On December 1, Australian Foreign Minister Julie Bishop announced the 100 successful Australian scholars for 2016 from 26 institutions. Six University of South Australia students and four University of Adelaide students were among the scholarship winners.
Countries including Bhutan, the Maldives, Myanmar, the Solomon Islands, Sri Lanka and Vietnam will join established scholarship destinations such as Singapore, Japan, Korea, China, Hong Kong, Indonesia, Malaysia and Thailand for the first time in the new plan.
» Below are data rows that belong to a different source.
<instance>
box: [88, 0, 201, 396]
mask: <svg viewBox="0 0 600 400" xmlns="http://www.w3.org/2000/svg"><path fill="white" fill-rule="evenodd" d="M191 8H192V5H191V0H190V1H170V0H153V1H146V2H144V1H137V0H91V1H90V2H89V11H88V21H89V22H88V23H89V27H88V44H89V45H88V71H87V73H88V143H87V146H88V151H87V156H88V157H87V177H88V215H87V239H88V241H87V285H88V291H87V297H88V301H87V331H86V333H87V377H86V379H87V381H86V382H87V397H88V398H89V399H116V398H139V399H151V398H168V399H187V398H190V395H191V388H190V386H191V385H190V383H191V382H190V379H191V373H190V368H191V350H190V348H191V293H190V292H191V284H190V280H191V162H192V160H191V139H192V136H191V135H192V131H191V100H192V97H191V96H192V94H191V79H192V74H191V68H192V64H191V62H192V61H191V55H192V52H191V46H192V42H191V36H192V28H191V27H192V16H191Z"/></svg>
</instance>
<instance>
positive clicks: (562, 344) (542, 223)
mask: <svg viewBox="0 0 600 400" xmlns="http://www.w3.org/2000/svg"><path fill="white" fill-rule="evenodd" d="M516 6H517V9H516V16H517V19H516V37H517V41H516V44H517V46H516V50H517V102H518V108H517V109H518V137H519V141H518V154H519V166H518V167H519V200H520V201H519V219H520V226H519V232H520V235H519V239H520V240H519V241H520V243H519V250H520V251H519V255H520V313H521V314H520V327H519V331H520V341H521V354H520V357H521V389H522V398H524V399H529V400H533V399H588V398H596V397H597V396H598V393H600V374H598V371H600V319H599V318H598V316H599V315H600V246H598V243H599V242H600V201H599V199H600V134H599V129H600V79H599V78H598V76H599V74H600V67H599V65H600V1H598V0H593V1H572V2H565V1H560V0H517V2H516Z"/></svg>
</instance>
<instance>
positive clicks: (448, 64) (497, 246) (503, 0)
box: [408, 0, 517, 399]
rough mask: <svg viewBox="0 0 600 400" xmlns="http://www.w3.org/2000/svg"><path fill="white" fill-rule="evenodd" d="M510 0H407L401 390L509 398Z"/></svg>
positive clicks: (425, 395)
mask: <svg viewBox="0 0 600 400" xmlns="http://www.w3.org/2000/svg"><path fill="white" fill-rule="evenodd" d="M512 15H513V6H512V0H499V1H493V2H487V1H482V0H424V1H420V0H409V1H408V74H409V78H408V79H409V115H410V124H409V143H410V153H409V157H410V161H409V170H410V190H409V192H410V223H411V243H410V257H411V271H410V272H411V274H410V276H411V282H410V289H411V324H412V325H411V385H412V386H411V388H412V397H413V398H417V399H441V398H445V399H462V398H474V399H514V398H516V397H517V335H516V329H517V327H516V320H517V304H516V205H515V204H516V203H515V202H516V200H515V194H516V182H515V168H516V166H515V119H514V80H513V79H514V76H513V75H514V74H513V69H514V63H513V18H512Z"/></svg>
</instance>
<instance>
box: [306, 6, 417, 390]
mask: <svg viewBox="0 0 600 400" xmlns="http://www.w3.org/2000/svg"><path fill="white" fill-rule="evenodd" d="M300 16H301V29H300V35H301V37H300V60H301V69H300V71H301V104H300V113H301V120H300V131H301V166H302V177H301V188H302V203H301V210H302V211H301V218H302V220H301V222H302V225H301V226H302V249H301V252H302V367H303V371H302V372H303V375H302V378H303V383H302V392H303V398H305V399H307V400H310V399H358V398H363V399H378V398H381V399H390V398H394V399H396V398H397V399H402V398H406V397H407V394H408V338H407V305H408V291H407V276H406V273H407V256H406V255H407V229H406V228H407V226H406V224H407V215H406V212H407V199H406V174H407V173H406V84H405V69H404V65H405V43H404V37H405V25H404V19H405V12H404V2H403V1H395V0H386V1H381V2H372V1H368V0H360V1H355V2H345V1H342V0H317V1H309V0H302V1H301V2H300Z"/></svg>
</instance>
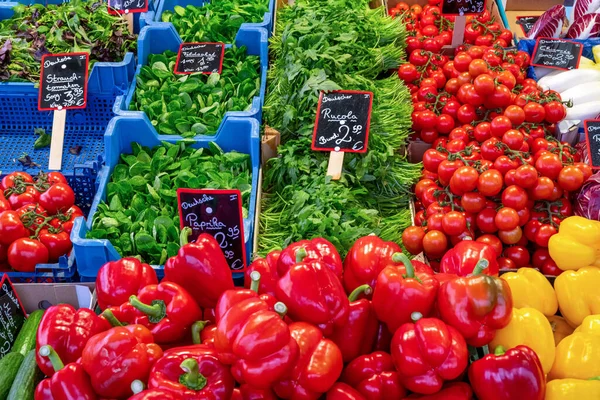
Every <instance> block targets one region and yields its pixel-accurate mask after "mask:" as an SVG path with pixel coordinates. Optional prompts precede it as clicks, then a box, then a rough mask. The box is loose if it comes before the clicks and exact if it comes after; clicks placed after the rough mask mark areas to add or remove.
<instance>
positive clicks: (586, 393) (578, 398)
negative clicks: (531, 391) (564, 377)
mask: <svg viewBox="0 0 600 400" xmlns="http://www.w3.org/2000/svg"><path fill="white" fill-rule="evenodd" d="M585 399H600V380H598V379H588V380H582V379H556V380H553V381H550V382H548V384H547V385H546V397H545V398H544V400H585Z"/></svg>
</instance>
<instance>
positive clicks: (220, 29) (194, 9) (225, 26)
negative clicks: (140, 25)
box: [162, 0, 269, 43]
mask: <svg viewBox="0 0 600 400" xmlns="http://www.w3.org/2000/svg"><path fill="white" fill-rule="evenodd" d="M268 11H269V0H249V1H248V0H246V1H242V0H218V1H217V0H213V1H212V2H210V3H207V4H206V5H204V6H203V7H196V6H193V5H188V6H186V7H185V8H183V7H180V6H175V7H174V10H173V11H165V12H163V15H162V21H163V22H171V23H173V25H174V26H175V29H177V32H178V33H179V35H180V36H181V39H182V40H183V41H184V42H223V43H233V42H234V40H235V36H236V35H237V32H238V30H239V29H240V26H241V25H242V24H243V23H246V22H261V21H262V20H263V17H264V14H265V13H266V12H268Z"/></svg>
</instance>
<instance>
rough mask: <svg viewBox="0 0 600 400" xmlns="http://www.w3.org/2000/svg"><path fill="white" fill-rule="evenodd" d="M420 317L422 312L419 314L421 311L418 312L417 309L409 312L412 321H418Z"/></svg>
mask: <svg viewBox="0 0 600 400" xmlns="http://www.w3.org/2000/svg"><path fill="white" fill-rule="evenodd" d="M421 318H423V314H421V313H420V312H418V311H413V312H412V313H411V314H410V319H411V320H412V321H413V322H417V321H418V320H420V319H421Z"/></svg>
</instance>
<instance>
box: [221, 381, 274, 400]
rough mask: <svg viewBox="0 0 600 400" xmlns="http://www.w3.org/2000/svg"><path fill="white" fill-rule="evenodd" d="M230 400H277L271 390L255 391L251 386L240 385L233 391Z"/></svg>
mask: <svg viewBox="0 0 600 400" xmlns="http://www.w3.org/2000/svg"><path fill="white" fill-rule="evenodd" d="M231 400H277V397H275V394H274V393H273V391H272V390H271V389H257V388H255V387H252V386H251V385H242V386H240V387H239V388H236V389H233V396H231Z"/></svg>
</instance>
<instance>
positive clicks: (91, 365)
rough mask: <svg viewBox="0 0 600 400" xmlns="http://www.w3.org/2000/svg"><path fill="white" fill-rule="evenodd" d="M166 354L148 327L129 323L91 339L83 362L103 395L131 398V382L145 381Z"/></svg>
mask: <svg viewBox="0 0 600 400" xmlns="http://www.w3.org/2000/svg"><path fill="white" fill-rule="evenodd" d="M162 355H163V352H162V350H161V348H160V347H159V346H158V345H157V344H155V343H154V338H153V337H152V332H150V330H149V329H148V328H146V327H145V326H143V325H127V326H119V327H115V328H112V329H109V330H108V331H106V332H102V333H99V334H97V335H96V336H94V337H92V338H90V340H88V342H87V344H86V345H85V348H84V349H83V354H82V355H81V364H82V365H83V368H84V369H85V371H86V372H87V373H88V375H89V376H90V379H91V381H92V387H93V388H94V391H95V392H96V393H97V394H98V395H99V396H102V397H107V398H112V399H115V398H116V399H127V398H128V397H129V396H131V394H132V390H131V383H132V382H133V381H135V380H136V379H139V380H141V381H142V382H145V381H146V380H147V379H148V375H149V374H150V369H151V368H152V365H153V364H154V363H155V362H156V361H157V360H158V359H159V358H161V357H162Z"/></svg>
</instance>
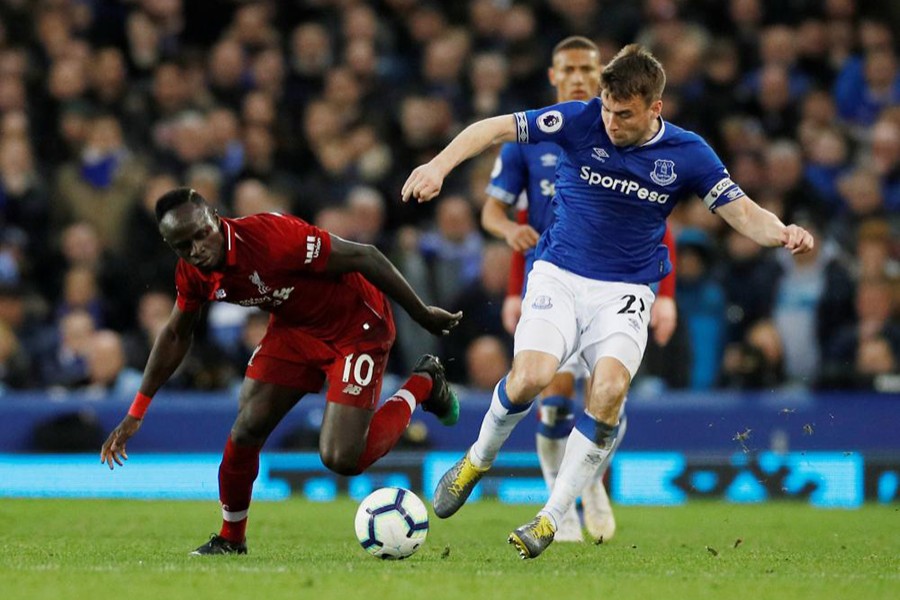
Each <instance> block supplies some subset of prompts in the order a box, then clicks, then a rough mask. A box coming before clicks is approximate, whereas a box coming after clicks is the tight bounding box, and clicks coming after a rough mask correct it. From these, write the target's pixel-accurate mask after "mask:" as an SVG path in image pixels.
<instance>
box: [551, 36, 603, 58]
mask: <svg viewBox="0 0 900 600" xmlns="http://www.w3.org/2000/svg"><path fill="white" fill-rule="evenodd" d="M563 50H593V51H594V52H596V53H597V54H600V48H598V47H597V44H595V43H594V42H592V41H591V40H590V39H588V38H586V37H584V36H583V35H570V36H569V37H567V38H566V39H564V40H563V41H561V42H560V43H558V44H557V45H556V46H554V47H553V55H552V56H556V55H557V54H559V53H560V52H562V51H563Z"/></svg>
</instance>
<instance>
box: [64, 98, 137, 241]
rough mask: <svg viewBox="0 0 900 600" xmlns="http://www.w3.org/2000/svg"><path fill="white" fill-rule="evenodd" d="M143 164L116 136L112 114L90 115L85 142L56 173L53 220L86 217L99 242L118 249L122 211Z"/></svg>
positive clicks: (122, 216) (127, 204)
mask: <svg viewBox="0 0 900 600" xmlns="http://www.w3.org/2000/svg"><path fill="white" fill-rule="evenodd" d="M144 179H145V169H144V166H143V164H142V163H141V162H139V161H137V160H135V158H134V157H133V156H132V155H131V153H130V152H129V150H128V148H127V147H126V146H125V144H124V141H123V139H122V128H121V125H120V123H119V121H118V120H117V119H116V118H115V117H114V116H112V115H100V116H98V117H95V118H94V119H93V120H92V121H91V123H90V125H89V129H88V137H87V141H86V146H85V147H84V149H83V150H82V152H81V156H80V158H79V160H78V161H77V162H70V163H68V164H65V165H63V166H62V167H60V169H59V171H58V173H57V176H56V191H55V192H54V198H55V201H54V208H55V209H56V211H57V214H56V221H57V223H61V224H68V223H71V222H73V221H87V222H88V223H91V224H92V225H93V226H94V227H95V228H96V229H97V232H98V233H99V234H100V239H101V240H102V243H103V245H104V247H106V248H108V249H110V250H114V251H117V252H118V251H121V250H122V249H123V248H124V239H125V236H126V233H127V232H126V231H125V228H124V224H125V215H126V214H127V213H128V211H129V209H130V208H131V206H132V205H133V204H134V202H136V201H137V198H138V194H139V192H140V188H141V186H142V185H143V183H144Z"/></svg>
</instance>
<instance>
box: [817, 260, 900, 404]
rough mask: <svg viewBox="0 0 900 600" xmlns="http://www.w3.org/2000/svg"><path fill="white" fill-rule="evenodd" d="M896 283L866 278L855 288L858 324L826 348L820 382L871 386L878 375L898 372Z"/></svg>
mask: <svg viewBox="0 0 900 600" xmlns="http://www.w3.org/2000/svg"><path fill="white" fill-rule="evenodd" d="M895 288H896V283H895V282H892V281H890V280H888V279H885V278H877V279H864V280H862V281H860V282H859V285H858V287H857V291H856V319H857V321H856V323H855V324H853V325H848V326H845V327H844V328H842V329H840V330H839V331H838V332H837V333H836V334H835V336H834V341H833V342H832V343H831V345H830V346H829V347H828V349H827V355H826V364H825V368H824V369H823V373H822V377H821V379H820V385H821V386H823V387H826V388H868V389H871V388H872V387H873V384H874V376H875V375H884V374H888V373H894V374H896V373H897V357H898V356H900V324H898V322H897V320H896V317H895V313H896V311H895V308H896V301H895V300H894V297H895V293H896V292H895Z"/></svg>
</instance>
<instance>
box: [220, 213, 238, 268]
mask: <svg viewBox="0 0 900 600" xmlns="http://www.w3.org/2000/svg"><path fill="white" fill-rule="evenodd" d="M222 227H224V228H225V265H226V266H229V267H231V266H234V265H235V264H236V263H237V240H239V239H240V238H239V237H238V235H237V232H236V231H235V230H234V225H232V224H231V222H230V221H229V220H228V219H224V218H223V219H222Z"/></svg>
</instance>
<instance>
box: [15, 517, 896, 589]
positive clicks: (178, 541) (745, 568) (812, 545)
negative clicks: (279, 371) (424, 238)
mask: <svg viewBox="0 0 900 600" xmlns="http://www.w3.org/2000/svg"><path fill="white" fill-rule="evenodd" d="M535 509H536V507H533V506H507V505H501V504H498V503H496V502H492V501H484V502H478V503H474V504H472V505H471V506H467V507H465V508H464V509H463V510H462V511H461V512H460V513H459V514H458V515H457V516H455V517H454V518H452V519H450V520H448V521H442V520H438V519H432V527H431V531H430V533H429V537H428V540H427V542H426V544H425V546H424V547H423V548H422V549H421V550H420V551H419V552H418V554H416V555H415V556H413V557H412V558H410V559H408V560H405V561H399V562H389V561H379V560H377V559H373V558H371V557H369V556H368V555H367V554H365V553H364V552H363V550H362V549H361V548H359V546H358V545H357V543H356V539H355V536H354V533H353V515H354V512H355V504H354V503H353V502H352V501H350V500H348V499H343V500H340V501H338V502H335V503H331V504H315V503H310V502H307V501H303V500H291V501H290V502H286V503H257V504H256V505H254V506H253V510H252V516H251V523H250V532H249V536H248V542H249V545H250V554H249V555H247V556H242V557H232V556H226V557H191V556H188V555H187V552H188V551H190V550H191V549H193V548H194V547H196V546H198V545H199V544H201V543H202V542H204V541H205V538H206V536H207V535H208V533H209V532H211V531H213V530H215V529H217V527H218V519H219V511H218V506H216V505H215V504H214V503H195V502H142V501H96V500H7V499H3V500H0V524H2V527H0V549H2V552H0V598H2V599H3V600H19V599H22V600H41V599H44V598H46V599H53V600H58V599H67V600H69V599H79V598H90V599H91V600H94V599H97V598H103V599H105V598H122V599H125V600H140V599H142V598H148V599H150V598H152V599H153V600H163V599H165V600H169V599H178V598H185V599H188V598H189V599H192V600H193V599H202V598H236V599H239V598H245V599H247V600H251V599H257V598H260V599H266V600H269V599H278V598H292V599H296V598H315V599H316V600H323V599H329V598H348V599H349V598H367V599H370V598H375V599H379V600H380V599H382V598H383V599H391V600H394V599H396V600H401V599H402V600H407V599H409V600H413V599H419V598H426V599H428V600H438V599H444V598H450V599H460V600H462V599H466V600H469V599H482V598H504V599H511V600H542V599H545V598H546V599H547V600H550V599H556V598H560V599H565V600H574V599H582V598H585V599H586V598H591V599H603V598H615V600H624V599H629V598H635V599H642V600H643V599H651V600H655V599H657V598H664V599H666V600H669V599H681V598H685V599H692V600H693V599H698V598H727V599H729V600H738V599H741V598H752V599H753V600H768V599H779V600H780V599H793V598H814V599H816V600H821V599H824V598H840V599H853V598H859V599H865V600H873V599H878V598H885V599H887V598H892V599H896V598H900V560H898V556H900V536H898V534H900V512H898V510H900V509H898V508H897V506H896V505H891V506H866V507H864V508H863V509H861V510H856V511H829V510H821V509H815V508H810V507H809V506H806V505H803V504H765V505H754V506H740V505H733V504H724V503H711V502H694V503H691V504H688V505H686V506H680V507H665V508H662V507H661V508H654V507H618V509H617V518H618V522H619V531H618V533H617V535H616V537H615V539H613V540H612V541H610V542H609V543H606V544H603V545H600V546H597V545H593V544H587V543H584V544H564V543H556V544H554V545H553V546H551V547H550V549H549V550H547V552H546V553H545V554H544V555H542V556H541V557H540V558H538V559H536V560H532V561H522V560H520V559H519V558H518V556H517V555H516V553H515V551H514V550H513V548H512V547H511V546H509V545H507V543H506V536H507V534H508V533H509V531H510V530H511V529H513V528H514V527H516V526H518V525H520V524H522V523H524V522H526V521H527V520H529V519H530V518H531V517H532V516H533V514H534V512H535ZM737 540H741V542H740V543H739V544H738V543H737ZM447 548H449V554H447V550H446V549H447ZM443 555H446V556H443Z"/></svg>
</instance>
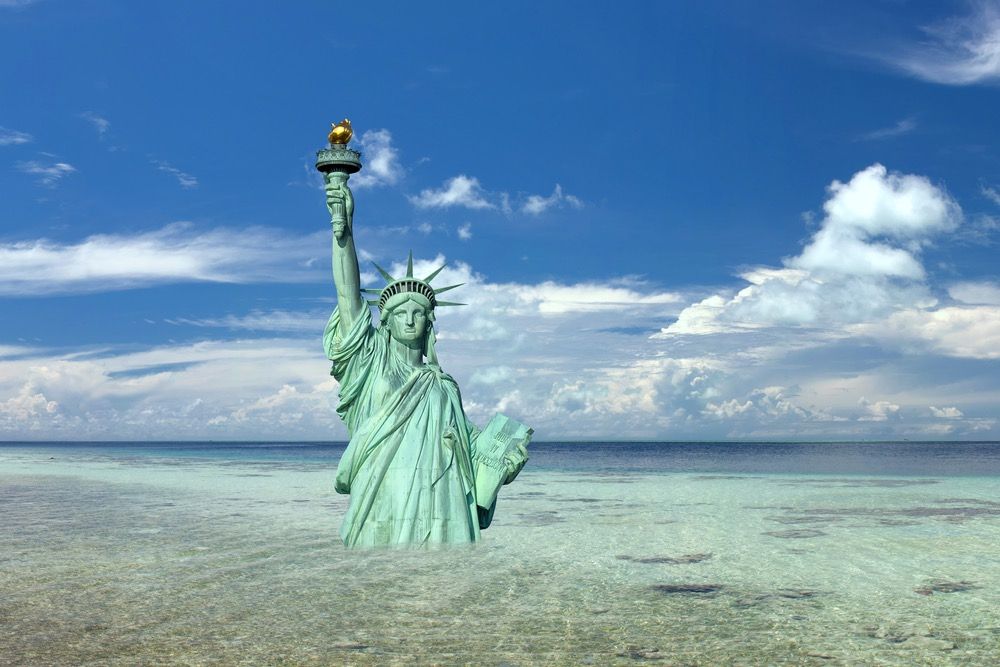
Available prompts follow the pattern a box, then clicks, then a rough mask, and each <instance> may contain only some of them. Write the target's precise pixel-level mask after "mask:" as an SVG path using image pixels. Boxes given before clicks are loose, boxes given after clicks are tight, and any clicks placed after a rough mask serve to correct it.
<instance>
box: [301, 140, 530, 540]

South Australian company Scope Global won the three-year contract to manage support services for the scholarship stream of the New Colombo plan.
Scope Global will work with the Department of Education and Training, the Department of Foreign Affair and Trade’s New Colombo Plan Secretariat and with Home and Host Institutions to provide pre-departure advice and guidance, ongoing support while in country, and assistance with return to Australia.
Scope Global’s Executive Manager for International Scholarships and Development, Andrew Brown, said the contract was a significant win for the company given the high profile of the program.
“Our success shows that Scope Global has established itself as a leading organisation within the competitive fields of international education and development,” he said.
“We are looking forward to drawing on our experience to deliver high quality post-selection support services for New Colombo Plan scholars.”
Foreign Minister Bishop said these New Colombo Plan scholars had been selected on the basis of their academic performance, community leadership and a proven commitment to forging long term relationships with the Indo-Pacific.
“This talented group of students will be impressive young ambassadors for Australia in the Indo-Pacific region, as they undertake studies, gain industry experience and learn about another culture while fostering friendships and networks that will last a lifetime,” she said.
Although there were no scholarship winners from Flinders University, South Australia’s third major university, 192 Flinders students will participate in the New Colombo Plan’s Mobility Program across 18 projects in 2016.
The Mobility Program gives Australian students the opportunity to travel to Indo-Pacific nations to undertake industry internships relevant to their study disciplines.
University of South Australia Deputy Vice Chancellor & Vice President: International and Advancement Nigel Relph said the internships gave students excellent employability skills “to go out into the world and make their mark”.
“Increasingly as Australia becomes more integrated with the Asia Pacific it’s going to be more and more important that our students have got an understanding of how business and culture works in all the countries around the region,” he said.
Relph said 150 UniSA students would have undertaken Mobility Program internships through the New Colombo Plan by the end of 2016 in a wide variety of disciplines including advanced manufacturing in Japan, pharmaceutical science in China, physiotherapy in India and teaching English as a second language students in Korea.
He said a similar number of students would this year use the program to undertake internships in areas such as physiotherapy in India and nursing in the Cook Islands.
“It’s really valuable hands on experience these students get.”